Rather than providing a complete account or thorough investigation, this essay highlights some stories and material objects of migration from the Philippines to Israel and back, as well as the social space between them.
Given the fact that most airlines provide only about twenty to thirty kilogramm of baggage allowance on flights between Manila and Tel Aviv, there’s not much one can carry either way.

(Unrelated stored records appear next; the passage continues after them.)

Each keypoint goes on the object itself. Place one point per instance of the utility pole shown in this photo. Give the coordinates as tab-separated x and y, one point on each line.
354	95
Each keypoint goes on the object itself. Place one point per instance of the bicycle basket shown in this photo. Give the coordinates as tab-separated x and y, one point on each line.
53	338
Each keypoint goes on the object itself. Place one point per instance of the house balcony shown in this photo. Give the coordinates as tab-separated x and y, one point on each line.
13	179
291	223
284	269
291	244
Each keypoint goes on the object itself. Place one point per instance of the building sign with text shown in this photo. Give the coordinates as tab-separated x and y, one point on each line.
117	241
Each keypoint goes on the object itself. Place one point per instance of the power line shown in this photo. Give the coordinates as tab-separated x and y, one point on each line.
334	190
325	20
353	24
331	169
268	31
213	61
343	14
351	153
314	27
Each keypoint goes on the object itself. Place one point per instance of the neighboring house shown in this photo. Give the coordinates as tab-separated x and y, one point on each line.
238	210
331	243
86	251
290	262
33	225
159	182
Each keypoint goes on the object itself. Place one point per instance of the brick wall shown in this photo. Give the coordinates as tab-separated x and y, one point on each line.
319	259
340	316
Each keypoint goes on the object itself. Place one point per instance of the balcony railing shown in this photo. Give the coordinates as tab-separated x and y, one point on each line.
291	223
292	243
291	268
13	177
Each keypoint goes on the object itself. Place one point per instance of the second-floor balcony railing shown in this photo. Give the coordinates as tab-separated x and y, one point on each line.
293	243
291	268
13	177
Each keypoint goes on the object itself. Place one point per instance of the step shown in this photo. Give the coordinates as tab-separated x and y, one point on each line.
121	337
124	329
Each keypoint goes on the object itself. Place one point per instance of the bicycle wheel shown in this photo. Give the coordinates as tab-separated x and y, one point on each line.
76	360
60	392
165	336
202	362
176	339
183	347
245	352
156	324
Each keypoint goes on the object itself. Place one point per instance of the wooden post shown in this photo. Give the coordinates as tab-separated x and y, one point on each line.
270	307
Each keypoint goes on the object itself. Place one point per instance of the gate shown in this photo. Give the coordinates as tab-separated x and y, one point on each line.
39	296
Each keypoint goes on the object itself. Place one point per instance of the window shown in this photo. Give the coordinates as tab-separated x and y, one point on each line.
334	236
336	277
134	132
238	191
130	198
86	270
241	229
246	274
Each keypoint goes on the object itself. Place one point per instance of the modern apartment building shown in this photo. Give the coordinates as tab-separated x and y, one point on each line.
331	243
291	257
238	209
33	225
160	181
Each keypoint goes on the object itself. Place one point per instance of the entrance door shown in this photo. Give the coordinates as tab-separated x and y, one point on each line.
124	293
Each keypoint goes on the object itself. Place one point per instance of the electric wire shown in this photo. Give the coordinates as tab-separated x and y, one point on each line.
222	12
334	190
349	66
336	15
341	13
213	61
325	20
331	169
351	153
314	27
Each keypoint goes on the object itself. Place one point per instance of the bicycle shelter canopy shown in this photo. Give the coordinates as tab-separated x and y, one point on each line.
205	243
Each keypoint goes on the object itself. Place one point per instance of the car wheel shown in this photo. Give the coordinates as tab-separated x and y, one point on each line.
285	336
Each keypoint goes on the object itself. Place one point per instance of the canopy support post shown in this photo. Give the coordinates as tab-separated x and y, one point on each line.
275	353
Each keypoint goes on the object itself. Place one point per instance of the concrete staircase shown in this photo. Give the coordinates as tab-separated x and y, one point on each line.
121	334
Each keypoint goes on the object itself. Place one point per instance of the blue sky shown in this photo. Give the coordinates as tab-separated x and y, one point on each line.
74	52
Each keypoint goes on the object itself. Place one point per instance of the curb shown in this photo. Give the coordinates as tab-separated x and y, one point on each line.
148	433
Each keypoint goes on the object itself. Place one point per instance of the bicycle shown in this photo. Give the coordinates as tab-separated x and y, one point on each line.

However, Filipinos travelling in between Tel Aviv and Manila typically have their suitcases filled not with objects destined for their own use, but with commodities to be sold, things to be consumed with relatives or friends at the place they travel to, as well as gifts to deliver. Lots of gifts. Even if they have never been to Israel before, they are likely to have former neighbours, classmates, or relatives who left ahead of them and who will now wait for their arrival, as well as for the arrival of the Filipino food, much cheaper sandals or whitening creams they ordered to be brought along from the Philippines.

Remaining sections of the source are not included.